AnalysisIt is getting increasingly difficult to tell the players without a scorecard following the latest slew of management changes at Fiat Auto SpA.

The Italian auto maker this month gave the boot to former CEO Herbert Demel, replacing him with the hard-charging CEO of corporate parent Fiat SpA, Sergio Marchionne.

Marchionne and his team quickly orchestrated a plan to move Maserati SpA under Fiat’s auto unit, bidding newly installed Maserati CEO Martin Leach a hurried “arrivederchi.”(See related story: Fiat Plays Musical Chairs With Maserati, Ferrari Execs)

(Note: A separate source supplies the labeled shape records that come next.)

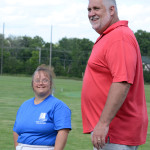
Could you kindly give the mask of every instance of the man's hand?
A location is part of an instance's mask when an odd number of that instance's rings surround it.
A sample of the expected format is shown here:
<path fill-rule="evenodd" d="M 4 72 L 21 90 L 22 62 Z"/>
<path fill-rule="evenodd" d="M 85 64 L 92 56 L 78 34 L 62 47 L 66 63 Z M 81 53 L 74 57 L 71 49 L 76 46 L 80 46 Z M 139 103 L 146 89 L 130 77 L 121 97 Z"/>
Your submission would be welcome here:
<path fill-rule="evenodd" d="M 109 126 L 106 126 L 106 124 L 103 124 L 100 121 L 95 126 L 92 135 L 92 144 L 98 150 L 103 146 L 105 146 L 105 138 L 108 131 L 109 131 Z"/>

The most telling strategy to date is the nod to Ferrari SpA chief designer Frank Stephenson to take over design efforts for Fiat and Lancia brands and Fiat’s Commercial Vehicle operations, as well as Ferrari’s Product Development Director Giuseppe Bonollo’s appointment to lead Fiat product strategy.

While Marchionne is credited with these bold management strokes, there is more than meets the eye here.

Marchionne, sources tell Ward’s, likely is taking his marching orders directly from Fiat Chairman Luca Cordero di Montezemolo, one of Italy’s most respected businessmen.

Montezemolo directed Ferrari’s day-to-day operations from 1991 before moving up the corporate ladder last year.

During his tenure, he managed to right the flailing Italian sports car maker in quick and profitable fashion. Ferrari today leads Formula 1 racing, winning its 4th consecutive championship in 2004, while customers wait up to two years for one of only 4,900 cars built annually.

Fiat SpA Chairman Luca Cordero di Montezemolo

Montezemolo now is looking to repeat that success on a much bigger scale at Fiat Auto.

For example, Stephenson, who penned the Mini for BMW AG, is free to flex his considerable design muscle without tiptoeing around famed ItalDesign SpA and Pininfarina SpA design houses, both of which objected when he attempted to take risks with Ferrari.

Bonollo has the same opportunity to spread his product-development genius into more mainstream vehicles. The goal is to target segments of the market in which Fiat needs to gain a presence, while developing product that exudes Italian design flare.

Montezemolo, therefore, is expected to push for Fiat’s presence in untapped key global markets, most notably the U.S. The Italian auto maker’s Alfa Romeo brand was the last to close up shop in the U.S. in 1995.

It appears the progressive Fiat chairman plans to reintroduce Americans to the company’s upscale Italian vehicles with the pairing of Maserati under the Alfa Romeo brand. The joining of the two provides Fiat with a segment that ranges from Alfa’s mid-luxury models to Maserati’s luxury sports cars.

Maserati Quattroporte

The vision goes something like this: Convince upscale customers to move up from the Alfa 147 and Spider to the pricier Maserati Coupe and Quattroporte as their wealth grows.

Such a strategy likely will work more effectively than Maserati’s most recent pairing with Ferrari, which has caused some potential customers to look past Maserati, thinking its vehicles carry sticker prices on par with the more prestigious Ferrari.

Equally important, Maserati wants to grow its annual global volumes to 10,000 units by 2006, more than double the 4,700 units reportedly sold in 2004. That’s a tough task to accomplish with only 50 dealers in the U.S. market.

Alfa Romeo’s mainstream reach no doubt would capture the attention of more franchisees, while the addition of the Maserati marque would provide icing on the cake.